Questi tre mesi sono stati i miei preferiti di sempre.
Premetto che, a differenza di molti ragazzi, mi ritengo più fortunato perché ho una stanza tutta mia, un bagno che non condivido con nessuno, attrezzatura tecnologica avanzata e una buona connessione internet, tutte queste fortune mi permettono di trascorrere al meglio questa quarantena.
In questi mesi sono molto più autonomo di prima: ho i miei orari per fare quello che mi piace tenendo in considerazione i compiti e lo studio; infatti, tranne qualche problema all’inizio, mi sento molto più produttivo del solito.
Ho finalmente tempo per dedicarmi a quelle passioni a cui, per un motivo o per un altro, non potevo dedicarmi prima della pandemia.
Non andando a scuola ho più tempo per stare con la mia famiglia, a tavola non si parla più solo dei problemi quotidiani ma anche di altri argomenti, ho più tempo per giocare con i miei cani e gatti, fare esercizio fisico per mantenere il lavoro svolto nell’arco del 2019 e inizio 2020, posso aumentare le mie conoscenze concernenti la musica, l’ambito cinematografico, videoludico e geopolitico. Inoltre, ho più tempo per leggere libri che prima non conoscevo o di cui avevo sentito solo parlare.
Ho scelto queste tre foto perché rappresentano a 360° i regali più belli che ho ricevuto da questa quarantena.

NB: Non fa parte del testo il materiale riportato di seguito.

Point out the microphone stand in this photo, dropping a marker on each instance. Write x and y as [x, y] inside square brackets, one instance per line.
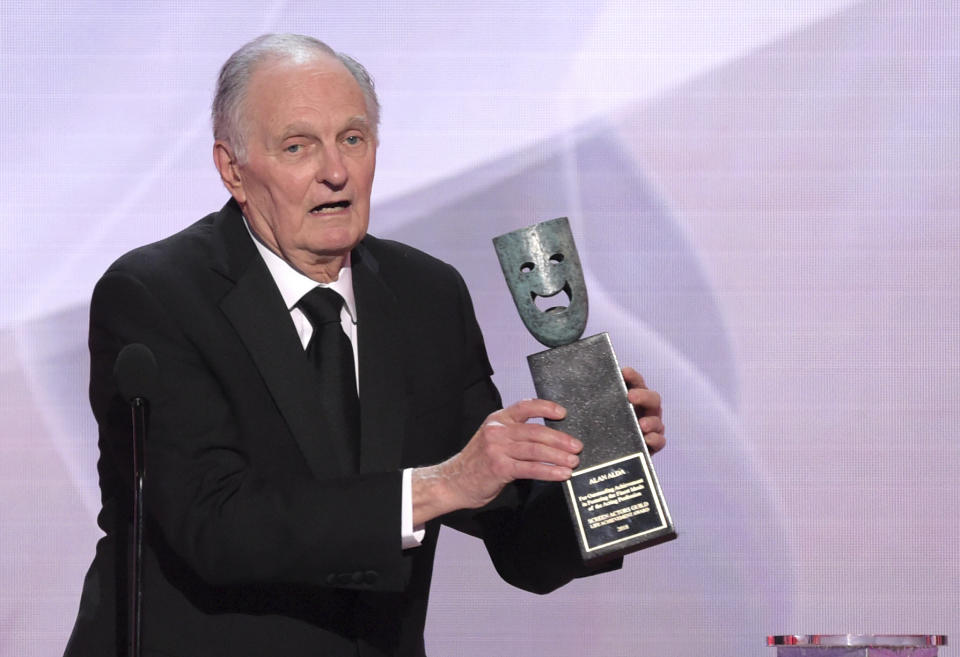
[138, 411]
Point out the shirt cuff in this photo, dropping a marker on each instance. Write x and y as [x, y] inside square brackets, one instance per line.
[410, 536]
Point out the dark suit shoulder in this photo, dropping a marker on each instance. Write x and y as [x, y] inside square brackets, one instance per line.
[188, 247]
[402, 265]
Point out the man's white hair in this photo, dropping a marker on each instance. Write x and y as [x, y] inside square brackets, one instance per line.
[228, 102]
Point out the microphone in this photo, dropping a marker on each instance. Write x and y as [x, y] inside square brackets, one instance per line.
[137, 376]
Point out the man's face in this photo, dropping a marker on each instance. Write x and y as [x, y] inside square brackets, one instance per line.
[311, 153]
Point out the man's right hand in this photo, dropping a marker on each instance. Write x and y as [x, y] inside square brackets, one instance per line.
[503, 449]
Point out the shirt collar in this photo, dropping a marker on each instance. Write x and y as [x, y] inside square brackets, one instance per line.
[294, 284]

La prima immagine, partendo da sinistra, è una foto di Jimi Hendrix al Miami pop festival del 1968, uno dei suoi concerti più famosi.

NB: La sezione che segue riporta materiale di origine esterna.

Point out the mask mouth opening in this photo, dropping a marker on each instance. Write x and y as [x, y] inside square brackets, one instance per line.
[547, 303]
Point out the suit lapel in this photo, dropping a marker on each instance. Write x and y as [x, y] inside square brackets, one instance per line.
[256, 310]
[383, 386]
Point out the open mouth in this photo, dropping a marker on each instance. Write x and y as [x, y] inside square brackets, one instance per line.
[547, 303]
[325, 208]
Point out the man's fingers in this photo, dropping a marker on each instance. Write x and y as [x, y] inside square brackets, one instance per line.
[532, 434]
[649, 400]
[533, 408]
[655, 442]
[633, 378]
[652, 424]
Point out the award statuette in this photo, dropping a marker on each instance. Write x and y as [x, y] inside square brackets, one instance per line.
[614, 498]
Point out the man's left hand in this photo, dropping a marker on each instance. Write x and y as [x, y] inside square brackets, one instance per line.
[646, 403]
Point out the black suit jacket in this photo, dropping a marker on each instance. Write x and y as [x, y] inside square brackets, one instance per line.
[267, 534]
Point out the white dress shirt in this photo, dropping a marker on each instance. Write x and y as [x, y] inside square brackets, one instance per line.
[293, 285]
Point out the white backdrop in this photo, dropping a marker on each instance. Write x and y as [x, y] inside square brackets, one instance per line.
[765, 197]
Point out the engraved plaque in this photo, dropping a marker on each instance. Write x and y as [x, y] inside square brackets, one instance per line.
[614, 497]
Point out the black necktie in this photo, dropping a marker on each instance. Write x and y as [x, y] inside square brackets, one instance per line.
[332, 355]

Ho scelto questa foto poiché adoro il chitarrista in questione e perché in questo particolare momento, ho avuto l’opportunità di ascoltare molta più musica di prima, scoprire tanti generi musicali che prima non conoscevo e con questo mi collego alla seconda immagine che rappresenta un disco di Son House, cantautore e precursore del delta blues vissuto tra il 1902 e il 1988.

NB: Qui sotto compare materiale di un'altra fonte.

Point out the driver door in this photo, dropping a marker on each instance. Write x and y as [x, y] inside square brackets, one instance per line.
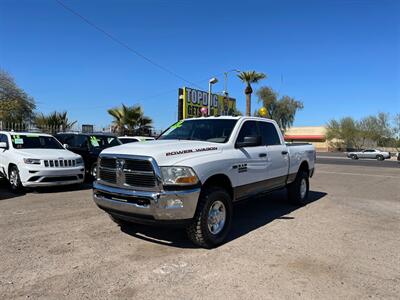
[251, 168]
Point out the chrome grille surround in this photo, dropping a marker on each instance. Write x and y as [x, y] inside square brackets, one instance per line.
[59, 163]
[129, 172]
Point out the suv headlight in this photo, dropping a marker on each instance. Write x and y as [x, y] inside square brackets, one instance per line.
[178, 175]
[32, 161]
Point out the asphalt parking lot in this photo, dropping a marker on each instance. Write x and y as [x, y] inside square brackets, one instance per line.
[56, 243]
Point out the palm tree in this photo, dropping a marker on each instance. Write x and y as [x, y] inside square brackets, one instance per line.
[130, 119]
[249, 77]
[119, 115]
[53, 122]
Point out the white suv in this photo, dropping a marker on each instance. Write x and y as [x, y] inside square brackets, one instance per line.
[32, 160]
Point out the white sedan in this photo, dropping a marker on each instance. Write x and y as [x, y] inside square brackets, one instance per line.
[369, 153]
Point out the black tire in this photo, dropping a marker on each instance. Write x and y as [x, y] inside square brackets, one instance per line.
[198, 231]
[93, 171]
[14, 180]
[295, 193]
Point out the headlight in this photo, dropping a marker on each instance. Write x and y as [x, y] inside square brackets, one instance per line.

Ho scelto lui come rappresentante del genere che più sto ascoltando in questo momento ovvero le origini del blues a partite dall’inizio del 1900, perché mi ha colpito particolarmente una sua canzone intitolata “Grinnin’ In Your Face” perché è riuscito a cantare in modo perfetto e commovente tutto il dolore che hanno provato gli schiavi sulla loro pelle in quegli anni.
Insieme a Star Spangled Banner di Hendrix sono le canzoni che più mi hanno commosso.
Come ultima, ma non per importanza, ho scelto il logo di Final Fantasy 7: videogioco del 1997 che ho giocato dall’inizio di marzo fino ad adesso.
Solitamente sento dire che i videogiochi sono inutili alla formazione, diseducativi, incitanti alla violenza e creano dipendenza.
Mi sento in dovere di smentire queste critiche partendo col dire che è provato scientificamente che qualsiasi gioco non può portare in nessun modo all’uso della violenza ma, possono portare a stati di angoscia e paura relativa alla quantità di violenza in un determinato videogioco, questo succede perché i genitori, al posto di comprare qualcosa adatto all’età del figlio, preferiscono dare la carta di credito e permettergli così di farci ciò che vogliono.
I videogiochi secondo me, possono essere molto educativi e utili alla formazione: nel mio caso Final fantasy 7, che mi ha emozionato, divertito e istruito, dato che l’ho finito interamente in inglese pur essendo una storia complessa ed intricata.
Penso che i videogiochi debbano essere presi più seriamente ed essere calcolati all’interno della società sia come svago, sia come delle opere in sé,poiché la lavorazione dietro ad un progetto di questo calibro è paragonabile all’impegno complessivo per scrivere un libro o la sceneggiatura di un film.